European Gas Prices Fall on Signs That Nord Stream Flows Will Resume
By Geoffrey Smith
Investing.com -- Benchmark European Natural Gas Futures fell sharply on Friday to their lowest in two weeks on signs that Russian gas will resume flows through the Nord Stream 1 pipeline to Germany from Saturday.
By 03:25 ET (07:25 GMT), the front-month Dutch TTF contract, the benchmark for northwest Europe, was down 8.6% at 222.00 euros a megawatt-hour.
The contract had dipped as low as 218.22 EUR/MWh after the pipeline's operator signaled that shipments would start again as of 2 AM in Berlin on Saturday, allaying fears that state-owned gas monopoly Gazprom (MCX: GAZP ) would keep the pipeline shut for longer.
Resumed shipments and a sharp reduction in consumption by industrial users due to high prices make it more likely that Europe will meet its targets for filling storage capacity ahead of the peak winter demand season with time to spare. That will reduce the need for the kind of panic buying on the global spot market that has characterized the year so far.
However, that doesn't mean that prices are about to go into freefall, analysts say.
Europe has had to substitute liquefied natural gas for its Russian pipeline imports this summer, and its actions have kept traditional buyers in Asia out of the spot market. Asian LNG imports are down 7% year-to-date, thanks to declines of 20% in China and 18% in India. But Japan, South Korea and China all need more gas for their winter heating season, and they are now starting to return to the market, to the extent that their demand is not covered by long-term contracts.

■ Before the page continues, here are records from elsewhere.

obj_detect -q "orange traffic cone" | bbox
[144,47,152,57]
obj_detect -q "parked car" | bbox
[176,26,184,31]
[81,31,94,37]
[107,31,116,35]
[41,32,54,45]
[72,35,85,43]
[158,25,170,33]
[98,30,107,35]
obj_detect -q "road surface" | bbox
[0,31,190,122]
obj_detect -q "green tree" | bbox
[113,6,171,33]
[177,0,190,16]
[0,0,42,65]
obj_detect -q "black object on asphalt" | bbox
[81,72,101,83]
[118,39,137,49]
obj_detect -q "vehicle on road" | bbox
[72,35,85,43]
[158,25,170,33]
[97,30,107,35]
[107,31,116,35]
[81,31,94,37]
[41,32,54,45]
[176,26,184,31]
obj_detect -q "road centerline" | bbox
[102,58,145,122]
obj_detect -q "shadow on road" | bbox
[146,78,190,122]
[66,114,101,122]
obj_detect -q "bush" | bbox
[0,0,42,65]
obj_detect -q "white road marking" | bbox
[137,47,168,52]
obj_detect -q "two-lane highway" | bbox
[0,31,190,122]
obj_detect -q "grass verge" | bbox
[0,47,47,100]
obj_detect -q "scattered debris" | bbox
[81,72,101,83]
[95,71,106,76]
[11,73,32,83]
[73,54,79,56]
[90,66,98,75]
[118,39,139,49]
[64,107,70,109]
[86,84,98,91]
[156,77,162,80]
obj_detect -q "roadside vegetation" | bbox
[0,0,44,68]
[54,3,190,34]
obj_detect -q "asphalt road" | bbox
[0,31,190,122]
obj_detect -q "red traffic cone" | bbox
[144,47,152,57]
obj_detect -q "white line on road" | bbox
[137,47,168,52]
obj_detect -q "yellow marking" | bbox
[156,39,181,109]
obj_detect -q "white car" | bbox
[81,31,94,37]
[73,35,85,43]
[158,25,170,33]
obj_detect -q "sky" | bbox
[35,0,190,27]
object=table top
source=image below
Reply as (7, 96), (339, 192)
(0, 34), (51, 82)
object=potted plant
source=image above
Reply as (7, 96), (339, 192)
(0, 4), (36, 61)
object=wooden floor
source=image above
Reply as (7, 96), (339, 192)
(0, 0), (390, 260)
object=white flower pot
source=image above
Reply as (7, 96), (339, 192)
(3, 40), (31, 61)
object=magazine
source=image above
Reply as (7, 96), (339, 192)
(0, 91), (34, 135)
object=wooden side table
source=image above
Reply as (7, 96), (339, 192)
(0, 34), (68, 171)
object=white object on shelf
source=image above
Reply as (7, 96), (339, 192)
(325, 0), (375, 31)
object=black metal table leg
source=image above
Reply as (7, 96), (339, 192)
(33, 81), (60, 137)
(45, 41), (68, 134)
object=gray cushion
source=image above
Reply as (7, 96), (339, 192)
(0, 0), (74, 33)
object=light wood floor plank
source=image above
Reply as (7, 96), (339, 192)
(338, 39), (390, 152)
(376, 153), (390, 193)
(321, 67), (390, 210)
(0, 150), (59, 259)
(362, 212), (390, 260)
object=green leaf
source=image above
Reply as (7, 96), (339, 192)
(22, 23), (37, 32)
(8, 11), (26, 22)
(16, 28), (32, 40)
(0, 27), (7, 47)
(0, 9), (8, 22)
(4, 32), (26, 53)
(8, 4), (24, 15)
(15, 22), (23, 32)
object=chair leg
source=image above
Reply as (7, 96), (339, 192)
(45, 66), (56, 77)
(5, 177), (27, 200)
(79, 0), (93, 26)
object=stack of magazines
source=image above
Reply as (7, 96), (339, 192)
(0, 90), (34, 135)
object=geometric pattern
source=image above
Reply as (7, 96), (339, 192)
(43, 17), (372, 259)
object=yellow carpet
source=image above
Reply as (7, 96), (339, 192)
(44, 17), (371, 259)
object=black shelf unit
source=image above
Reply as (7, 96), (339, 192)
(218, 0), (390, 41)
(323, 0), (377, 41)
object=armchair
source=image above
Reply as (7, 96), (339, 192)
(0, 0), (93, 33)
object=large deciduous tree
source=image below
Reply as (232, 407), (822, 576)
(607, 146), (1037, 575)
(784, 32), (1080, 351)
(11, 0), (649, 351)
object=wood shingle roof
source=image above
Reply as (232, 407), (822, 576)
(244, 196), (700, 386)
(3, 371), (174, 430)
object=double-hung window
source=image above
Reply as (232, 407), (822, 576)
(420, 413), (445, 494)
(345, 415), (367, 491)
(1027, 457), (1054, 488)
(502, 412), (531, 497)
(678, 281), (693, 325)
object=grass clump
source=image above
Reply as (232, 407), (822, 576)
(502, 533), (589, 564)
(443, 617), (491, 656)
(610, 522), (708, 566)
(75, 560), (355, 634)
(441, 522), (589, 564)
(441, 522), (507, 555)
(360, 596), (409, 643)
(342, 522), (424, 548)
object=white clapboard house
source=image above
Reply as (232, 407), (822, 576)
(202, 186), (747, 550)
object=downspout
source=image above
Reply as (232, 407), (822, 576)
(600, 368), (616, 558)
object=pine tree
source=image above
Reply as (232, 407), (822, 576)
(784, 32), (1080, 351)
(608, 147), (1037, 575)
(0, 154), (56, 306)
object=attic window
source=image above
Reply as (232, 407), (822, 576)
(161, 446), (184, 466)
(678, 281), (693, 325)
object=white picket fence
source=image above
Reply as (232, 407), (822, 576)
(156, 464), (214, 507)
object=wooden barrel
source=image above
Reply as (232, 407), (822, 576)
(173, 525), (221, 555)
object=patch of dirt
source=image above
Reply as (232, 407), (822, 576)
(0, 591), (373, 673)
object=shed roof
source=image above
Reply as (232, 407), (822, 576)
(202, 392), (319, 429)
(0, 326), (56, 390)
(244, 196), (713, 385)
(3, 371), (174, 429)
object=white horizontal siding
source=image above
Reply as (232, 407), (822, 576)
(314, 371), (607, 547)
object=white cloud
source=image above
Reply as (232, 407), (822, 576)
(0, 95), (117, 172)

Data from Gas Infrastructure Europe show that EU storage facilities were already, on aggregate, more than 80% full on September 1st, two months ahead of schedule. Germany and Italy, the continent's two biggest consumers, were at 84.3% and 82.6%, while France stood at over 91%. However, key transportation hubs such as the Netherlands and Austria have made less progress, at 77.8% and 66.9% respectively.
Russia says that it has had to cut flows through Nord Stream because most of the turbines that pump gas into the pipeline are in Canada for maintenance by their German-based maker, Siemens Energy. Germany's government has dismissed such explanations as disingenuous and designed to pressure the country into abandoning its support for Ukraine.
Germany, along with the rest of the EU, is due to cease imports of all Russian energy except gas at the end of the year.